Interview: CUSP London's Dr Simon Miles and Claire Crowther

Centre for Urban Science and Progress (CUSP) London, a partnership between King's College London and the University of Warwick, linked with New York University, is based at Bush House, and uses data to understand, analyse and ultimately improve urban living.

CUSP London written on wall of meeting room
CUSP London

Students can work with CUSP in part by studying for the Centre's new MSc Urban Informatics, which teaches the technical, analytical and communications skills required to conduct effective urban analysis. Elsewhere the Centre is working with a range of London bodies and councils to initiate data science research projects bringing together academic and industry expertise.

We met the Centre's Director, Dr Simon Miles (above), and Centre Manager Claire Crowther, to find out more about CUSP's current projects, cross-London partnerships, critical contemporary relevance and ambitious plans for the future.

Welcome Simon and Claire! Can you give us a snapshot of some of the specific projects CUSP is working on at the moment?

We have a range of exciting projects currently being pursued. First, our new MSc in Urban Informatics starts in September, with the first cohort soon to be inducted. We are setting up a substantial partnership with Westminster City Council to set a framework for a range of data analytics projects to be pursued and drive our research into serving local needs, and we aim to use this activity as a template for our collaborations with our other London council partners.

In March 2019, we hold a cross-university ‘data dive’ hackathon event with plans to analyse data of the London Ambulance Service, helping them to control their resources and dispatch ambulances to best meet emergency care needs. We are a leading part of the London Office for Data Analytics initiative being run by the Greater London Authority, seeking to initiate data science projects across boundaries of London city agencies, and involving academic and industrial expertise.

We are seeding larger research initiatives, as well as improving our students’ education, through collaborative student projects with external partners, such the Mayor’s Office for Policing and Crime and Haringey Council. We have been hosting workshops on a variety of relevant topics including agent-based modelling for public health and smart cities policy strategies.

Can you explain what your respective roles involve day to day, and strategically?
Simon: 
With CUSP London, I aim to combine expertise from across King’s and Warwick to provide a collective offering in urban informatics that individual disciplines could not provide by themselves. This is both in education where, as the lead academic for the MSc Urban Informatics, I work to ensure the programme is of high quality and attracts top students, and in research, where the Centre acts like a cross-discipline research group focused on understanding and improving cities.As such, the Centre draws together academics and researchers from across many disciplines, and so a key part of my role is ensuring these members feel ownership of, contribute to, and benefit from CUSP London. To have a real impact, we also require engaged external partners, particularly from London government agencies, and working with these agencies to devise ways for our education and research to have a positive impact on the city is also essential to my daily activity.

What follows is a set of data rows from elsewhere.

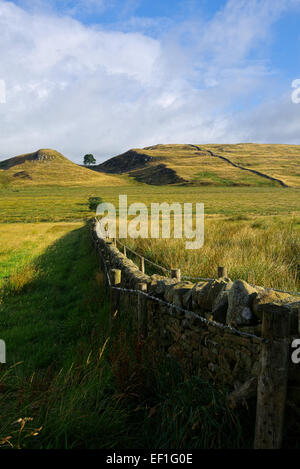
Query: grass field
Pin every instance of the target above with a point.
(67, 384)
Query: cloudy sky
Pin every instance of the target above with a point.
(103, 76)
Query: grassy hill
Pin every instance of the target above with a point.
(219, 165)
(48, 167)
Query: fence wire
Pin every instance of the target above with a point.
(187, 313)
(186, 277)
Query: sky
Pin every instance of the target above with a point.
(103, 76)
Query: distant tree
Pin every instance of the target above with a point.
(89, 159)
(5, 181)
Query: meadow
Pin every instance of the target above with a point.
(68, 383)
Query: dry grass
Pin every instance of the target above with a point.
(263, 251)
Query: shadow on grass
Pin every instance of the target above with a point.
(55, 304)
(78, 388)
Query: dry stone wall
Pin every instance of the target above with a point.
(214, 353)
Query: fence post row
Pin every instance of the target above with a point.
(115, 279)
(274, 357)
(273, 376)
(142, 264)
(142, 310)
(176, 273)
(222, 272)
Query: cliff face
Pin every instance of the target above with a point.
(128, 161)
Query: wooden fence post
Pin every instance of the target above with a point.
(272, 379)
(115, 279)
(222, 272)
(176, 273)
(142, 311)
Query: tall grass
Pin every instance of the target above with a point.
(262, 251)
(68, 384)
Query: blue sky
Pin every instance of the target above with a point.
(102, 76)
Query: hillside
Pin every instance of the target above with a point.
(48, 166)
(220, 165)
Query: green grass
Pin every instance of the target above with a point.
(67, 384)
(58, 203)
(278, 161)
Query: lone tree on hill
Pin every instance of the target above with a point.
(89, 159)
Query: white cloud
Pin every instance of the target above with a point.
(84, 89)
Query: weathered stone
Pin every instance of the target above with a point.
(265, 296)
(240, 298)
(220, 305)
(204, 294)
(175, 293)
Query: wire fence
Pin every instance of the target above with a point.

Claire: My day-to-day activities are dominated by communicating with internal and external partners, across departments and even internationally, ensuring that I facilitate the interconnectivity that defines CUSP London. CUSP London champions the combination of theoretical knowledge with real-life scenarios, bringing together academics with multi-national organisations. I enjoy the very human aspect of my role, witnessing the breadth of scope and impact of the Urban Sciences.In a climate of Brexit and business secrecy, I am delighted to be part of championing international and cross-industry collaboration in my day-to-day actions. My role in the overarching strategy combines the internal and external processes of CUSP London, as I boost the visibility of the Centre, connecting CUSP London with key interested parties. After all, Urban Sciences are powered by people and strengthened by wider involvement.As Centre Manager I am the consistent point of contact for all, students, academics and external stakeholders, for our end-to-end mission: from anonymous data to real-world applications of the insights gleaned. My top-level involvement with each aspect of our venture allows me to orchestrate the popular visibility of CUSP London, from prospecting through merchandise, to announcing successes as initiatives eventually come to fruition.

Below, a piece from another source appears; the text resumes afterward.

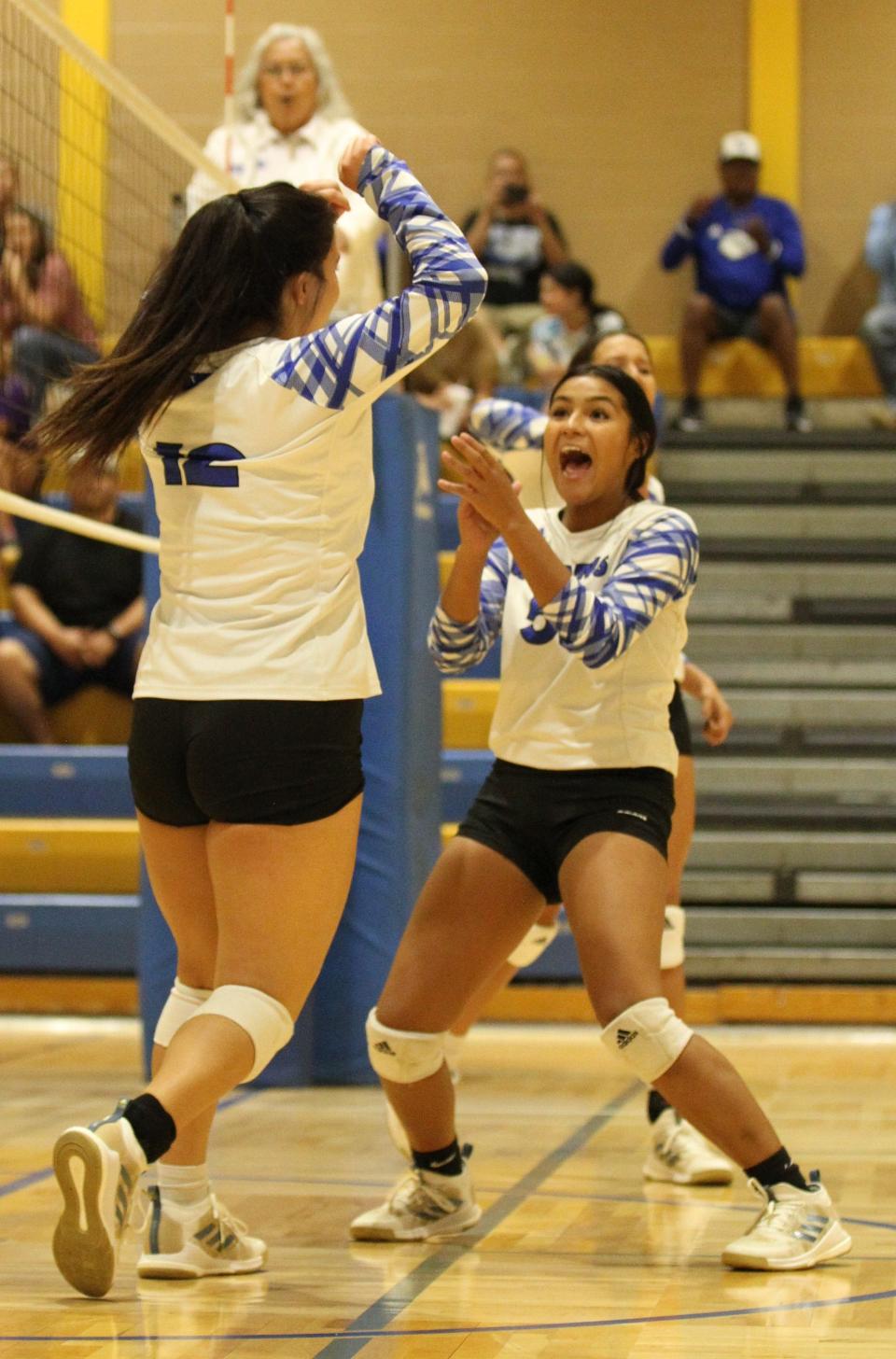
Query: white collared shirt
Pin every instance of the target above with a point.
(259, 155)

What most excites you about running CUSP in 2018?
Simon: 
This is an ideal time to be initiating a comprehensive offering in urban informatics. In one conversation after another, I find staff from diverse city agencies putting an emphasis on building their data science expertise and working with universities to make real use of the data they collect in understanding and improving the way they provide services to their city.With King’s recognised expertise in key areas, including artificial intelligence, public health, mental health, and so forth, there is a recognition of the value our knowledge can have in serving London and other cities. Within the university there is also enthusiasm, with academics keen to have this route to applying their research in directly benefiting people’s day-to-day lives. CUSP London is an important central point bringing together capacity and demand around a critical, timely topic.

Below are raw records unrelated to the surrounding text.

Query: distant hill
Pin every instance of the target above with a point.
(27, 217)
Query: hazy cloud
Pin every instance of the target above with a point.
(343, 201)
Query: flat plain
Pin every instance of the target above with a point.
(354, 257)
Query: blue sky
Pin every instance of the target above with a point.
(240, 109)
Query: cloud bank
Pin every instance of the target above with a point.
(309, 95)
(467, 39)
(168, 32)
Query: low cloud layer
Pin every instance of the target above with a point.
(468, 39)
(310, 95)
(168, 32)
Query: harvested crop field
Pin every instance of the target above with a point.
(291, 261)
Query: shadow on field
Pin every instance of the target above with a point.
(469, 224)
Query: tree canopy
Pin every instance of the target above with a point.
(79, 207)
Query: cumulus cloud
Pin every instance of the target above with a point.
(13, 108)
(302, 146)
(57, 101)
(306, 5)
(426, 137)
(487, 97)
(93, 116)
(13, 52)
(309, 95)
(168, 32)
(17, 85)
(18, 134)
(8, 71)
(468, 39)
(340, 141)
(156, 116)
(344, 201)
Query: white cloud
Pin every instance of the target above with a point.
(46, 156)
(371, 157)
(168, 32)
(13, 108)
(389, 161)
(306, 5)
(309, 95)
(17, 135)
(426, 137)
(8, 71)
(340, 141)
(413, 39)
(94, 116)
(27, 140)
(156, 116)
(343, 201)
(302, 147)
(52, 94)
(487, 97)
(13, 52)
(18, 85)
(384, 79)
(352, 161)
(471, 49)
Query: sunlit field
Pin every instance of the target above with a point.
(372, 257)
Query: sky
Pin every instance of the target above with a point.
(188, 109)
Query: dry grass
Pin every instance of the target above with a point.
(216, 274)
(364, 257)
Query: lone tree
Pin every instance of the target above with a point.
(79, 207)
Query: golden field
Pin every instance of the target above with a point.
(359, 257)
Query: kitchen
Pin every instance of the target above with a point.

Claire: My background lies in the humanities so I was initially excited to discover the human aspect of the data sciences at CUSP London. Adopting ethnographic research practices, Urban Sciences uses real people and real-world scenarios at its very core; and my hometown of London is the lab! It excites me to play even a small part in the Centre responsible for harnessing the vast data sources available and using them for positive, actionable, and measurable outcomes that affect the day-to-day lives of Londoners and beyond.I am part of something ground-breaking from the very outset and I’m very excited to witness the ongoing outcomes. In modern society, we are overloaded with data in our daily lives; vast data libraries harvest and track our every move and behaviour. Data collection and analysis have shaped the past and, now more than ever, define our future.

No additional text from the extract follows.